Note to playwright John Logan: Get on your knees and thank the Lord on high or whatever otherworldly power you call “Higher” for Alfred Molina. Molina brings to bear the full measure of his lifetime of exploring what it is to be an artist as he steps back in time to
1958 and into the skin of abstract expressionist Mark Rothko in Logan’s “Red” at the Mark Taper Forum. Molina fills the stage with as much potency as Rothko filled his canvas with the color red. Firing off line after line of nearly perfect dialogue like so many word- paint- balls, Molina splatters the interior space of the Taper with the guts of a man caught in a wrestling match with the patron demon of the artist – commercial success.
As Rothko’s naïve assistant, Ken, Jonathan Groff, (“Spring Awakening”) avoids simply employing his innate talents of voice, rhythm, and looks. With eyes wide open and heart displayed, Groff walks Ken into the conflicted relationship with Rothko.
For 90 minutes, the two dance and spar and explore not just the murals Rothko has been commissioned to paint, but even more, their respective need of one another. The relationship, which begins with Rothko warning Ken “I am not your Rabbi, I am not your father, I am not your shrink, I am not your friend,” ends with him, perhaps reluctantly, becoming all those things. Rothko makes the ultimate paternal sacrifice delivering his young charge from the threshold of youth into the world and away from the bosom of home.
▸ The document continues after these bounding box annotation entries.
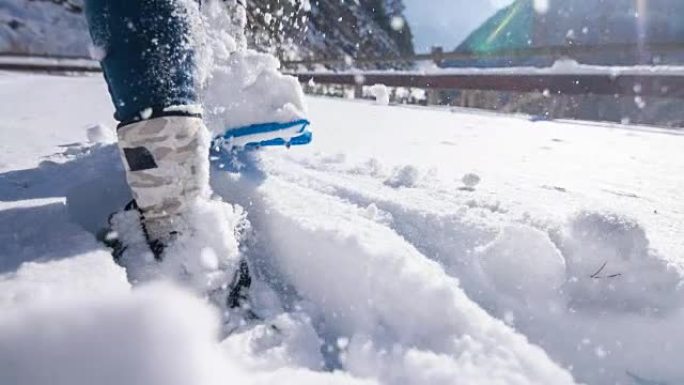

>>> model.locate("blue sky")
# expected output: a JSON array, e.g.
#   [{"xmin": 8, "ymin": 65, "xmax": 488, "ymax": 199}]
[{"xmin": 404, "ymin": 0, "xmax": 511, "ymax": 53}]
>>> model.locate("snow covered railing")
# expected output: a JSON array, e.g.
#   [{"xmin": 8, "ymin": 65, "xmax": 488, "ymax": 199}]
[
  {"xmin": 291, "ymin": 67, "xmax": 684, "ymax": 98},
  {"xmin": 0, "ymin": 54, "xmax": 102, "ymax": 72}
]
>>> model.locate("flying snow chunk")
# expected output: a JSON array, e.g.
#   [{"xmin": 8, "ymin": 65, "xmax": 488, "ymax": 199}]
[
  {"xmin": 461, "ymin": 173, "xmax": 482, "ymax": 188},
  {"xmin": 385, "ymin": 165, "xmax": 420, "ymax": 188},
  {"xmin": 86, "ymin": 124, "xmax": 115, "ymax": 143},
  {"xmin": 370, "ymin": 84, "xmax": 389, "ymax": 106},
  {"xmin": 534, "ymin": 0, "xmax": 549, "ymax": 14},
  {"xmin": 390, "ymin": 16, "xmax": 406, "ymax": 32}
]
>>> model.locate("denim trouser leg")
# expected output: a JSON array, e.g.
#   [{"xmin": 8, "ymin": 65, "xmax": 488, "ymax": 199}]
[{"xmin": 86, "ymin": 0, "xmax": 199, "ymax": 124}]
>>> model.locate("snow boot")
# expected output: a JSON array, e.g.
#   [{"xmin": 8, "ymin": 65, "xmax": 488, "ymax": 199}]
[{"xmin": 117, "ymin": 116, "xmax": 210, "ymax": 260}]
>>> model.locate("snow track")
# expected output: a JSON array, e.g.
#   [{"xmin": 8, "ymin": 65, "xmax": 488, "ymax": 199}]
[{"xmin": 0, "ymin": 75, "xmax": 684, "ymax": 385}]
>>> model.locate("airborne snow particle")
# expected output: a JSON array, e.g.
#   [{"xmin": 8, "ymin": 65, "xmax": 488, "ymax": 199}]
[{"xmin": 390, "ymin": 16, "xmax": 406, "ymax": 32}]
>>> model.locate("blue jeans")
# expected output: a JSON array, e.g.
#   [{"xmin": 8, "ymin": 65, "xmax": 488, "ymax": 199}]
[{"xmin": 85, "ymin": 0, "xmax": 199, "ymax": 125}]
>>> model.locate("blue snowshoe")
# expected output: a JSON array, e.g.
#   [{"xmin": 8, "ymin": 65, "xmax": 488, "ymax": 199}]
[{"xmin": 212, "ymin": 119, "xmax": 312, "ymax": 152}]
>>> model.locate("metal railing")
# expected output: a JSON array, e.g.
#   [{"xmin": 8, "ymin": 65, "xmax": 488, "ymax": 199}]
[
  {"xmin": 0, "ymin": 43, "xmax": 684, "ymax": 98},
  {"xmin": 282, "ymin": 42, "xmax": 684, "ymax": 67},
  {"xmin": 291, "ymin": 72, "xmax": 684, "ymax": 98}
]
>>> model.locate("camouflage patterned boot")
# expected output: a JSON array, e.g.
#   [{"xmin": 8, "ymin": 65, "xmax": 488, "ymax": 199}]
[{"xmin": 118, "ymin": 116, "xmax": 210, "ymax": 260}]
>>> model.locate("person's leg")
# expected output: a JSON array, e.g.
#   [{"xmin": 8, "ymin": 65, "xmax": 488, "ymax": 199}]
[{"xmin": 86, "ymin": 0, "xmax": 209, "ymax": 252}]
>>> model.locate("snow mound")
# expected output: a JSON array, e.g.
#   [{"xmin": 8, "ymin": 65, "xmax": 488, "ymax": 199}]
[
  {"xmin": 202, "ymin": 1, "xmax": 306, "ymax": 135},
  {"xmin": 559, "ymin": 211, "xmax": 684, "ymax": 313},
  {"xmin": 0, "ymin": 280, "xmax": 237, "ymax": 385},
  {"xmin": 479, "ymin": 225, "xmax": 566, "ymax": 301},
  {"xmin": 385, "ymin": 165, "xmax": 421, "ymax": 188},
  {"xmin": 246, "ymin": 180, "xmax": 573, "ymax": 384}
]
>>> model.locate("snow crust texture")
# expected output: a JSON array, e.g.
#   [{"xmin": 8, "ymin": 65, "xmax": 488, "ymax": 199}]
[{"xmin": 0, "ymin": 74, "xmax": 684, "ymax": 385}]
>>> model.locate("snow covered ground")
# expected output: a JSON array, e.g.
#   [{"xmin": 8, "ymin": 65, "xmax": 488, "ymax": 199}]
[{"xmin": 0, "ymin": 73, "xmax": 684, "ymax": 385}]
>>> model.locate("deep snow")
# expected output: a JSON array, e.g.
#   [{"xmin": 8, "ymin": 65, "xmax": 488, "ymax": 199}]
[{"xmin": 0, "ymin": 73, "xmax": 684, "ymax": 385}]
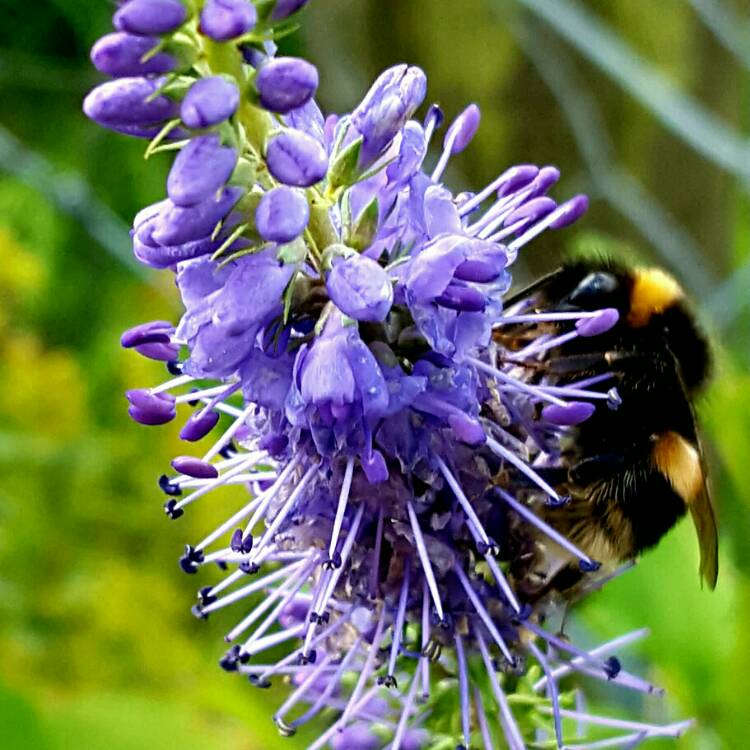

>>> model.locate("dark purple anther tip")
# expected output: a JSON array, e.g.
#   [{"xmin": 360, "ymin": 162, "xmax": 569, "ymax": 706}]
[
  {"xmin": 180, "ymin": 544, "xmax": 205, "ymax": 575},
  {"xmin": 180, "ymin": 410, "xmax": 219, "ymax": 443},
  {"xmin": 443, "ymin": 104, "xmax": 481, "ymax": 154},
  {"xmin": 602, "ymin": 656, "xmax": 622, "ymax": 680},
  {"xmin": 164, "ymin": 499, "xmax": 185, "ymax": 521},
  {"xmin": 159, "ymin": 474, "xmax": 182, "ymax": 497},
  {"xmin": 542, "ymin": 401, "xmax": 596, "ymax": 427},
  {"xmin": 435, "ymin": 284, "xmax": 487, "ymax": 312},
  {"xmin": 497, "ymin": 164, "xmax": 539, "ymax": 198},
  {"xmin": 172, "ymin": 456, "xmax": 219, "ymax": 479},
  {"xmin": 576, "ymin": 307, "xmax": 620, "ymax": 336},
  {"xmin": 550, "ymin": 195, "xmax": 589, "ymax": 229},
  {"xmin": 578, "ymin": 560, "xmax": 602, "ymax": 573},
  {"xmin": 255, "ymin": 185, "xmax": 310, "ymax": 243},
  {"xmin": 180, "ymin": 76, "xmax": 240, "ymax": 128},
  {"xmin": 113, "ymin": 0, "xmax": 187, "ymax": 35},
  {"xmin": 198, "ymin": 0, "xmax": 258, "ymax": 42},
  {"xmin": 607, "ymin": 388, "xmax": 622, "ymax": 411},
  {"xmin": 255, "ymin": 57, "xmax": 318, "ymax": 114},
  {"xmin": 360, "ymin": 451, "xmax": 388, "ymax": 484},
  {"xmin": 266, "ymin": 129, "xmax": 328, "ymax": 187}
]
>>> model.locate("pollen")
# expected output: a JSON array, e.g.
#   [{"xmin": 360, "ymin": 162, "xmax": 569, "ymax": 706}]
[
  {"xmin": 628, "ymin": 268, "xmax": 683, "ymax": 328},
  {"xmin": 652, "ymin": 432, "xmax": 703, "ymax": 505}
]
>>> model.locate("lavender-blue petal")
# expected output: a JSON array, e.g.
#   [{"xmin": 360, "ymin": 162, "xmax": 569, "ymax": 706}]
[
  {"xmin": 180, "ymin": 76, "xmax": 240, "ymax": 128},
  {"xmin": 198, "ymin": 0, "xmax": 258, "ymax": 42},
  {"xmin": 326, "ymin": 255, "xmax": 400, "ymax": 323},
  {"xmin": 266, "ymin": 130, "xmax": 328, "ymax": 187},
  {"xmin": 255, "ymin": 57, "xmax": 318, "ymax": 114},
  {"xmin": 113, "ymin": 0, "xmax": 187, "ymax": 35},
  {"xmin": 167, "ymin": 133, "xmax": 237, "ymax": 206},
  {"xmin": 255, "ymin": 185, "xmax": 310, "ymax": 243},
  {"xmin": 91, "ymin": 31, "xmax": 176, "ymax": 78}
]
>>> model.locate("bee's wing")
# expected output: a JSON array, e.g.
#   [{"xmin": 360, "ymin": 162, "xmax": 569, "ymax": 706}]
[{"xmin": 675, "ymin": 350, "xmax": 719, "ymax": 590}]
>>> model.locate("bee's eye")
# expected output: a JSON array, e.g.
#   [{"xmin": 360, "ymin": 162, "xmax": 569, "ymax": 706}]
[{"xmin": 569, "ymin": 271, "xmax": 618, "ymax": 305}]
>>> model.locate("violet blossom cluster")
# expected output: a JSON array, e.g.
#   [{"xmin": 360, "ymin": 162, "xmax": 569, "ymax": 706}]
[{"xmin": 84, "ymin": 0, "xmax": 687, "ymax": 750}]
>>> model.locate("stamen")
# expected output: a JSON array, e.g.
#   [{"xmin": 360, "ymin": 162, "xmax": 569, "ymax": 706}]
[
  {"xmin": 526, "ymin": 641, "xmax": 563, "ymax": 748},
  {"xmin": 435, "ymin": 456, "xmax": 492, "ymax": 547},
  {"xmin": 476, "ymin": 632, "xmax": 526, "ymax": 750},
  {"xmin": 453, "ymin": 563, "xmax": 516, "ymax": 664},
  {"xmin": 406, "ymin": 501, "xmax": 445, "ymax": 620},
  {"xmin": 326, "ymin": 456, "xmax": 354, "ymax": 567},
  {"xmin": 456, "ymin": 633, "xmax": 471, "ymax": 748}
]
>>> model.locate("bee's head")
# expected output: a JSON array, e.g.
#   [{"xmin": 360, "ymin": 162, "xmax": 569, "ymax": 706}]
[{"xmin": 626, "ymin": 268, "xmax": 709, "ymax": 392}]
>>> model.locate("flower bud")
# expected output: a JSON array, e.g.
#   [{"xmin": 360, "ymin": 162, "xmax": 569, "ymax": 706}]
[
  {"xmin": 255, "ymin": 57, "xmax": 318, "ymax": 114},
  {"xmin": 113, "ymin": 0, "xmax": 187, "ymax": 35},
  {"xmin": 199, "ymin": 0, "xmax": 258, "ymax": 42},
  {"xmin": 180, "ymin": 76, "xmax": 240, "ymax": 128},
  {"xmin": 151, "ymin": 187, "xmax": 244, "ymax": 245},
  {"xmin": 352, "ymin": 65, "xmax": 427, "ymax": 167},
  {"xmin": 271, "ymin": 0, "xmax": 307, "ymax": 21},
  {"xmin": 83, "ymin": 78, "xmax": 178, "ymax": 128},
  {"xmin": 255, "ymin": 185, "xmax": 310, "ymax": 242},
  {"xmin": 91, "ymin": 31, "xmax": 176, "ymax": 78},
  {"xmin": 326, "ymin": 255, "xmax": 393, "ymax": 323},
  {"xmin": 167, "ymin": 134, "xmax": 237, "ymax": 206},
  {"xmin": 266, "ymin": 130, "xmax": 328, "ymax": 187}
]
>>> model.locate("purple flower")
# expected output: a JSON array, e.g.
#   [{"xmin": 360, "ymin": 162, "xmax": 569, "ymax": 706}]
[
  {"xmin": 91, "ymin": 31, "xmax": 176, "ymax": 78},
  {"xmin": 255, "ymin": 185, "xmax": 310, "ymax": 242},
  {"xmin": 266, "ymin": 130, "xmax": 328, "ymax": 187},
  {"xmin": 199, "ymin": 0, "xmax": 258, "ymax": 42},
  {"xmin": 255, "ymin": 57, "xmax": 318, "ymax": 114},
  {"xmin": 176, "ymin": 248, "xmax": 295, "ymax": 377},
  {"xmin": 180, "ymin": 76, "xmax": 240, "ymax": 128},
  {"xmin": 271, "ymin": 0, "xmax": 308, "ymax": 21},
  {"xmin": 352, "ymin": 65, "xmax": 427, "ymax": 166},
  {"xmin": 167, "ymin": 134, "xmax": 237, "ymax": 206},
  {"xmin": 150, "ymin": 187, "xmax": 244, "ymax": 246},
  {"xmin": 83, "ymin": 78, "xmax": 179, "ymax": 128},
  {"xmin": 113, "ymin": 0, "xmax": 187, "ymax": 35},
  {"xmin": 326, "ymin": 255, "xmax": 393, "ymax": 323}
]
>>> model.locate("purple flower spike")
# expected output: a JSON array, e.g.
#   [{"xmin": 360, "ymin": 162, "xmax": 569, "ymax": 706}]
[
  {"xmin": 266, "ymin": 130, "xmax": 328, "ymax": 187},
  {"xmin": 326, "ymin": 255, "xmax": 400, "ymax": 323},
  {"xmin": 199, "ymin": 0, "xmax": 258, "ymax": 42},
  {"xmin": 255, "ymin": 57, "xmax": 318, "ymax": 114},
  {"xmin": 91, "ymin": 32, "xmax": 176, "ymax": 78},
  {"xmin": 180, "ymin": 76, "xmax": 240, "ymax": 128},
  {"xmin": 271, "ymin": 0, "xmax": 307, "ymax": 21},
  {"xmin": 151, "ymin": 187, "xmax": 244, "ymax": 245},
  {"xmin": 83, "ymin": 78, "xmax": 179, "ymax": 128},
  {"xmin": 550, "ymin": 195, "xmax": 589, "ymax": 229},
  {"xmin": 120, "ymin": 320, "xmax": 174, "ymax": 349},
  {"xmin": 542, "ymin": 401, "xmax": 596, "ymax": 427},
  {"xmin": 172, "ymin": 456, "xmax": 219, "ymax": 479},
  {"xmin": 443, "ymin": 104, "xmax": 481, "ymax": 154},
  {"xmin": 180, "ymin": 410, "xmax": 219, "ymax": 443},
  {"xmin": 125, "ymin": 389, "xmax": 177, "ymax": 425},
  {"xmin": 113, "ymin": 0, "xmax": 187, "ymax": 34},
  {"xmin": 167, "ymin": 134, "xmax": 237, "ymax": 206},
  {"xmin": 351, "ymin": 65, "xmax": 427, "ymax": 167},
  {"xmin": 255, "ymin": 185, "xmax": 310, "ymax": 242},
  {"xmin": 576, "ymin": 307, "xmax": 620, "ymax": 336}
]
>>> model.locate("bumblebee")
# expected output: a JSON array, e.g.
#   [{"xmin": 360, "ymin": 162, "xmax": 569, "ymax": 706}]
[{"xmin": 495, "ymin": 260, "xmax": 718, "ymax": 595}]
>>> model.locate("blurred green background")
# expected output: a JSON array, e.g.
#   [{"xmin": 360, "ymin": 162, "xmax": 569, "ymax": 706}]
[{"xmin": 0, "ymin": 0, "xmax": 750, "ymax": 750}]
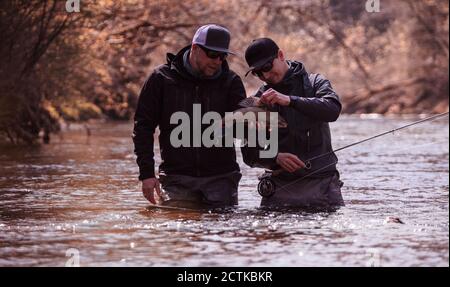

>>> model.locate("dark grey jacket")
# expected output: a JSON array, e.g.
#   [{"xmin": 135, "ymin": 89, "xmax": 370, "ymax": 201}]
[
  {"xmin": 242, "ymin": 61, "xmax": 342, "ymax": 178},
  {"xmin": 133, "ymin": 47, "xmax": 245, "ymax": 180}
]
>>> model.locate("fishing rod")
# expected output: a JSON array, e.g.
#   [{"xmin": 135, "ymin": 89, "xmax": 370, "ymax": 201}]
[
  {"xmin": 257, "ymin": 112, "xmax": 449, "ymax": 197},
  {"xmin": 305, "ymin": 112, "xmax": 449, "ymax": 169}
]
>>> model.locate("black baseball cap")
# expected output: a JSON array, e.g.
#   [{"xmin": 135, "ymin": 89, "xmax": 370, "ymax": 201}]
[
  {"xmin": 192, "ymin": 24, "xmax": 235, "ymax": 55},
  {"xmin": 245, "ymin": 38, "xmax": 280, "ymax": 76}
]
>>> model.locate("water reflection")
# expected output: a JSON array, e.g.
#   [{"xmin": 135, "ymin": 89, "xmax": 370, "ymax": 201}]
[{"xmin": 0, "ymin": 117, "xmax": 449, "ymax": 266}]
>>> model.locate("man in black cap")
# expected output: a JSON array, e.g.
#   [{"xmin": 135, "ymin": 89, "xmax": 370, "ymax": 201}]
[
  {"xmin": 133, "ymin": 24, "xmax": 246, "ymax": 208},
  {"xmin": 242, "ymin": 38, "xmax": 344, "ymax": 209}
]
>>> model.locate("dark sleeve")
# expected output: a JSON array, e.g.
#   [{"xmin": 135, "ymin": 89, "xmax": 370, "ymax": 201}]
[
  {"xmin": 229, "ymin": 75, "xmax": 247, "ymax": 112},
  {"xmin": 290, "ymin": 75, "xmax": 342, "ymax": 122},
  {"xmin": 133, "ymin": 72, "xmax": 162, "ymax": 180}
]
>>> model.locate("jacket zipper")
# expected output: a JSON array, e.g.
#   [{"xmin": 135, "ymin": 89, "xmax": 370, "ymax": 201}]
[
  {"xmin": 306, "ymin": 130, "xmax": 311, "ymax": 152},
  {"xmin": 194, "ymin": 86, "xmax": 201, "ymax": 176}
]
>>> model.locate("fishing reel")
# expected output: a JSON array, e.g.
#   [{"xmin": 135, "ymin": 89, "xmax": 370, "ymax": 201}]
[{"xmin": 258, "ymin": 174, "xmax": 276, "ymax": 197}]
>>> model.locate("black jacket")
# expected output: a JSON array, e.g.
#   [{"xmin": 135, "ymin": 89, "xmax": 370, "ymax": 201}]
[
  {"xmin": 133, "ymin": 47, "xmax": 246, "ymax": 180},
  {"xmin": 242, "ymin": 62, "xmax": 342, "ymax": 178}
]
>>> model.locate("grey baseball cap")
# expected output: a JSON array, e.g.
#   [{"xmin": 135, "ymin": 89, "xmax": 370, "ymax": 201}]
[{"xmin": 192, "ymin": 24, "xmax": 236, "ymax": 55}]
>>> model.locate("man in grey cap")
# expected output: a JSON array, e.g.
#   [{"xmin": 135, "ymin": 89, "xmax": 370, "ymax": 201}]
[
  {"xmin": 133, "ymin": 24, "xmax": 246, "ymax": 208},
  {"xmin": 242, "ymin": 38, "xmax": 344, "ymax": 210}
]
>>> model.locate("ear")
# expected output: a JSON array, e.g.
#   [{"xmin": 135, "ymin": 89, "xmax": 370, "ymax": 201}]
[{"xmin": 278, "ymin": 50, "xmax": 284, "ymax": 61}]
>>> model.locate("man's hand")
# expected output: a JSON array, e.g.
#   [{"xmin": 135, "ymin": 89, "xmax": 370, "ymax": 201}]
[
  {"xmin": 261, "ymin": 89, "xmax": 291, "ymax": 106},
  {"xmin": 276, "ymin": 153, "xmax": 306, "ymax": 173},
  {"xmin": 142, "ymin": 177, "xmax": 162, "ymax": 204}
]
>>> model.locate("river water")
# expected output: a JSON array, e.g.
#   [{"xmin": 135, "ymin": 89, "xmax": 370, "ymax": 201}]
[{"xmin": 0, "ymin": 116, "xmax": 449, "ymax": 266}]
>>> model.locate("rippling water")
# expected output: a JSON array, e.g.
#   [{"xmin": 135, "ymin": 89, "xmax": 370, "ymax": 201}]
[{"xmin": 0, "ymin": 116, "xmax": 449, "ymax": 266}]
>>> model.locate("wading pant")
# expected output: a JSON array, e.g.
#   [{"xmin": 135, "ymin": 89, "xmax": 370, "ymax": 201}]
[
  {"xmin": 160, "ymin": 171, "xmax": 242, "ymax": 209},
  {"xmin": 261, "ymin": 173, "xmax": 344, "ymax": 210}
]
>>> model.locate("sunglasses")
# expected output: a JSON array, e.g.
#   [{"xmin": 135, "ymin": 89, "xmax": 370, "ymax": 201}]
[
  {"xmin": 252, "ymin": 58, "xmax": 275, "ymax": 77},
  {"xmin": 198, "ymin": 45, "xmax": 228, "ymax": 61}
]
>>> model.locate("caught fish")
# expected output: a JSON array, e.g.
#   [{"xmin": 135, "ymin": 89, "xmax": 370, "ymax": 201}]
[{"xmin": 223, "ymin": 97, "xmax": 288, "ymax": 130}]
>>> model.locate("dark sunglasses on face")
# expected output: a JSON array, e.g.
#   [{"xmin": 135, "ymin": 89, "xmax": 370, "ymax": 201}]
[
  {"xmin": 198, "ymin": 45, "xmax": 228, "ymax": 61},
  {"xmin": 252, "ymin": 58, "xmax": 275, "ymax": 77}
]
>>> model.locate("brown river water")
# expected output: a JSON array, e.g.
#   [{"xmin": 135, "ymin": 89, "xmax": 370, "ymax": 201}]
[{"xmin": 0, "ymin": 116, "xmax": 449, "ymax": 267}]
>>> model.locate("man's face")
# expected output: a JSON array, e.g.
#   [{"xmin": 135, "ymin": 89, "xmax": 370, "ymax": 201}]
[
  {"xmin": 253, "ymin": 50, "xmax": 286, "ymax": 85},
  {"xmin": 191, "ymin": 45, "xmax": 226, "ymax": 77}
]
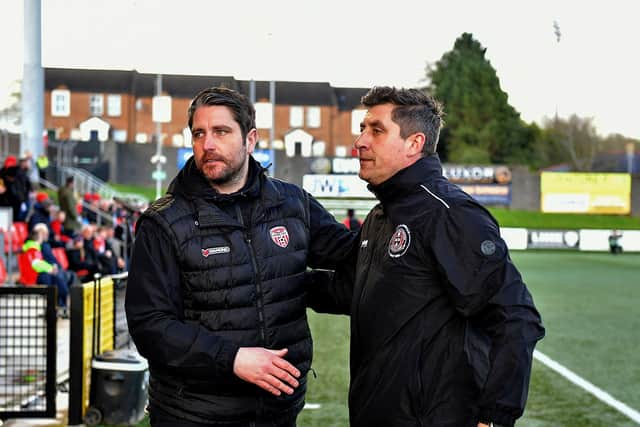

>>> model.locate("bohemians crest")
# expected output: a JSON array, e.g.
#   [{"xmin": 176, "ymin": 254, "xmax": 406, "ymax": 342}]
[
  {"xmin": 389, "ymin": 224, "xmax": 411, "ymax": 258},
  {"xmin": 269, "ymin": 225, "xmax": 289, "ymax": 248}
]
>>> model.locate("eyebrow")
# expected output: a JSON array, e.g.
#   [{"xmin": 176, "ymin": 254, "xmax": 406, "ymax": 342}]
[
  {"xmin": 191, "ymin": 125, "xmax": 233, "ymax": 133},
  {"xmin": 360, "ymin": 119, "xmax": 386, "ymax": 129}
]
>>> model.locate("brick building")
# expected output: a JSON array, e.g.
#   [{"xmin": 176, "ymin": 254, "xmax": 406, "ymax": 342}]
[{"xmin": 45, "ymin": 68, "xmax": 367, "ymax": 156}]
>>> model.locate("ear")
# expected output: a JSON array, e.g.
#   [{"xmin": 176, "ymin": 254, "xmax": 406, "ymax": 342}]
[
  {"xmin": 246, "ymin": 128, "xmax": 258, "ymax": 154},
  {"xmin": 406, "ymin": 132, "xmax": 427, "ymax": 157}
]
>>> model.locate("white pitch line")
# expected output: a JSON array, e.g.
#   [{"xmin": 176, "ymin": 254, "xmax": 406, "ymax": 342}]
[
  {"xmin": 533, "ymin": 350, "xmax": 640, "ymax": 424},
  {"xmin": 304, "ymin": 403, "xmax": 322, "ymax": 409}
]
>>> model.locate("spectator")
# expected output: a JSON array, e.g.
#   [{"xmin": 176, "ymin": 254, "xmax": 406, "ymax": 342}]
[
  {"xmin": 58, "ymin": 176, "xmax": 80, "ymax": 236},
  {"xmin": 21, "ymin": 224, "xmax": 69, "ymax": 316},
  {"xmin": 342, "ymin": 209, "xmax": 362, "ymax": 231},
  {"xmin": 36, "ymin": 152, "xmax": 49, "ymax": 180},
  {"xmin": 0, "ymin": 156, "xmax": 29, "ymax": 222}
]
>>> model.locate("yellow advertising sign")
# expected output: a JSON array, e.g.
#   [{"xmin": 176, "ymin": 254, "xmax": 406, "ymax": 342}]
[{"xmin": 540, "ymin": 172, "xmax": 631, "ymax": 215}]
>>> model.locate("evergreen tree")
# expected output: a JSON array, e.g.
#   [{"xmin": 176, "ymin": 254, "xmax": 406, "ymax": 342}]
[{"xmin": 427, "ymin": 33, "xmax": 538, "ymax": 164}]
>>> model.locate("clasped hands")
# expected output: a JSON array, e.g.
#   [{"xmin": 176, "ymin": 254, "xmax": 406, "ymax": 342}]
[{"xmin": 233, "ymin": 347, "xmax": 300, "ymax": 396}]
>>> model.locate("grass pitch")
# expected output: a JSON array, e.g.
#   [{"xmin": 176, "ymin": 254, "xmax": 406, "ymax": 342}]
[{"xmin": 298, "ymin": 251, "xmax": 640, "ymax": 427}]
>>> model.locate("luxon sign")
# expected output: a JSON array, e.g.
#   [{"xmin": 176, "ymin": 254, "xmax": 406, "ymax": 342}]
[{"xmin": 442, "ymin": 165, "xmax": 511, "ymax": 206}]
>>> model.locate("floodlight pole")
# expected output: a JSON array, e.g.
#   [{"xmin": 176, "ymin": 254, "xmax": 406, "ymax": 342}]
[{"xmin": 156, "ymin": 74, "xmax": 162, "ymax": 200}]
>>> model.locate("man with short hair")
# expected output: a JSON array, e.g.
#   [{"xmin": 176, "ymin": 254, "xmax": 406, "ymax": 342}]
[
  {"xmin": 310, "ymin": 87, "xmax": 544, "ymax": 427},
  {"xmin": 125, "ymin": 88, "xmax": 354, "ymax": 427}
]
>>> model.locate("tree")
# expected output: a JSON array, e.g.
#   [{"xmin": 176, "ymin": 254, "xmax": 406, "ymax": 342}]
[
  {"xmin": 545, "ymin": 114, "xmax": 603, "ymax": 172},
  {"xmin": 427, "ymin": 33, "xmax": 537, "ymax": 164}
]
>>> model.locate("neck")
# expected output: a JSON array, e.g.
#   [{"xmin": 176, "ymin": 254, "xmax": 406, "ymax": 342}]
[{"xmin": 211, "ymin": 162, "xmax": 249, "ymax": 194}]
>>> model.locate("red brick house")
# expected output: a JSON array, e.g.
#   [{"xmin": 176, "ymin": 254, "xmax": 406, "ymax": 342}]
[{"xmin": 45, "ymin": 68, "xmax": 367, "ymax": 156}]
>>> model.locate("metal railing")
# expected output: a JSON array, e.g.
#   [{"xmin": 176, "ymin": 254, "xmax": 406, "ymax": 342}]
[
  {"xmin": 60, "ymin": 166, "xmax": 148, "ymax": 209},
  {"xmin": 0, "ymin": 286, "xmax": 57, "ymax": 419}
]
John Logan’s imagination was sparked by the true- story of Mark Rothko’s commission to create a series of murals for the then new Four Seasons Restaurant in the heart of Manhattan in 1957. Rothko took the commission, created the works, all the while struggling with questions of morality of art, integrity of man, and the ultimate topic: mortality. Logan’s play came from London to Broadway in 2010 and won six well- deserved Tony Awards.
Mark Rothko’s life in total is cinema worthy – beginning as the son of intellectual Russian Jews, finding his gifts as a struggling artist in the late 1920s in New York, coming to prominence, ending in a tragic suicide in the 1970s, and a post script drama of what became of his works.
Theatergoers typically know approximately ten minutes into a two- person play what we are in for. Less than three minutes into the opening night performance, the audience quickened in our seats with the realization that we had purchased an E- ticket to a thrill ride of theater.
Under Michael Grandage’s precise direction, in a world marvelously created by designer Christopher Oram, shades of red, black, and all colors of the human drama come to life in Red.